What does it mean if your breathing rate is abnormal?
An area at the base of the brain controls breathing. The brain sends signals from the brain to the breathing muscles. Breathing mostly occurs automatically, which means a person does not have to think about it.
Sometimes, the body needs to adjust the breathing rate. Receptors in the brain detect low oxygen or high carbon dioxide and send signals to the body, which can change the breathing rate.
Having an abnormal respiratory rate can indicate a variety of things. In some cases, a high or low respiratory rate is due to an activity, such as exercise, and is not an indication that there is anything wrong.
Sometimes, however, various diseases, injuries, and substances can lead to a change in breathing. In a medical setting, an abnormal respiratory rate, especially if it is too fast, can indicate a health problem.
One study involving over 15,000 people who had visited the emergency department, indicated that a high respiratory rate was a predictor of worsening medical problems after discharge. People who had a higher breathing rate returned to the hospital more often than those with a normal breathing rate.
There are various factors that affect a person’s breathing rate, including injuries, exercise, emotion, mood, as well as a range of medical conditions.
Causes of high respiration rate
Anxiety can be a cause of high respiration.
Common causes of high respiration include:
Anxiety: People may breathe faster when they are afraid or anxious. Fast breathing, or hyperventilation, is a common symptom of panic attacks. The fast breathing will usually pass once the anxiety goes away.
Fever: As the body temperature increases with a fever, respiratory rate can also increase. The increase is the body’s way of trying to get rid of the heat.
Respiratory diseases: Various lung diseases, such as asthma, pneumonia, and COPD, can make it difficult to breathe, which can lead to an increase in respiratory rate.
Heart problems: If the heart does not pump properly to get oxygen to the organs, the body may react by breathing faster.
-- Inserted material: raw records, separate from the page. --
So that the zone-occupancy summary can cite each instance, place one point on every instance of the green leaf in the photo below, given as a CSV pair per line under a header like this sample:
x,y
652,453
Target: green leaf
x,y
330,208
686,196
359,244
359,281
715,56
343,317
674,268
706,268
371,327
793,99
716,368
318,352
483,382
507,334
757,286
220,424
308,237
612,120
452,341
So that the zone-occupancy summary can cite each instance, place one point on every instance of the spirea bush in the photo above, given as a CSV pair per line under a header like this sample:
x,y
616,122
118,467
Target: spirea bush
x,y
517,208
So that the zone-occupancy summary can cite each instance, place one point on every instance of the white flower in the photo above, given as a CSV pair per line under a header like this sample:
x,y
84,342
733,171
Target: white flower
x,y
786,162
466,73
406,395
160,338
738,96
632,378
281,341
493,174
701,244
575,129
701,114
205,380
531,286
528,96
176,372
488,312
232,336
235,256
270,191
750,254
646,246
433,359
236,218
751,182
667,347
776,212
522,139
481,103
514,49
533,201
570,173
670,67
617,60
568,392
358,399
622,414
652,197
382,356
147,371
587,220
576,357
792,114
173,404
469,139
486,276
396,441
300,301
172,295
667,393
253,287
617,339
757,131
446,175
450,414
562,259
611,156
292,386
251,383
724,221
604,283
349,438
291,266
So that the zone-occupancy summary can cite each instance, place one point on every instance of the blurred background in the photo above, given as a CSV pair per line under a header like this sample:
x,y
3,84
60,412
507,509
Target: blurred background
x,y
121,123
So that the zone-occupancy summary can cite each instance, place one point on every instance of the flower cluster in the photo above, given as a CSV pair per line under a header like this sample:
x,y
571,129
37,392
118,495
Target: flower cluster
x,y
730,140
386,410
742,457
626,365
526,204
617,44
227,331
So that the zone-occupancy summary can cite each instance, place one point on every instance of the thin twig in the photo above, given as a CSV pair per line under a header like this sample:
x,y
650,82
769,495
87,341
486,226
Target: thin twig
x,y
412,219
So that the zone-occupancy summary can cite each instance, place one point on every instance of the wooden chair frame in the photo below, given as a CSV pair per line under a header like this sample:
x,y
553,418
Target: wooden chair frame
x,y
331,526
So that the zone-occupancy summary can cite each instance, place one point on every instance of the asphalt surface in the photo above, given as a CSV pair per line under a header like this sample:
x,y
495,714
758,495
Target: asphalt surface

Dehydration: Dehydration can increase breathing rate as the body tries to get energy to the cells.
Causes of low respiration rate
Factors that can cause a low respiration rate include:
Drug overdose: An overdose of certain drugs, such as narcotics, can depress the breathing drive in the brain leading to low respiration rates.
Obstructive sleep apnea: Sleep apnea involves a blockage of the airway often due to relaxation of the soft tissues in the throat. The blockage causes brief pauses in breathing and may decrease overall respiratory rate.
Head injury: Head injuries can affect the area in the brain that plays a role in breathing, which may cause low respirations.
When to see a doctor
A mild variation from normal respiratory rate may not be a cause for concern. But in some cases, a respiratory rate that is too high or too low can be a sign of a medical problem.
If respiratory rate is very abnormal, or if a person has signs of infection such as fever, fatigue, or a sore throat, they may benefit from seeing a doctor.
People that have lung diseases, such as emphysema, asthma, and chronic bronchitis, may also want to see a doctor if their respiratory rate is abnormal. It can be a sign that their lung disease is worsening.
Seek immediate assistance if any of the following is present:
gurgling sounds during breathing
breathing very few breaths per minute
A normal respiratory rate varies based on age and activity levels. But various conditions including illnesses and injuries can also lead to a breathing rate that is too high or too low.
It is important to take an accurate measurement of respiratory rate to determine whether or not it is abnormal. In some instances, an abnormal breathing rate can be an indication of an underlying medical issue, which requires treatment.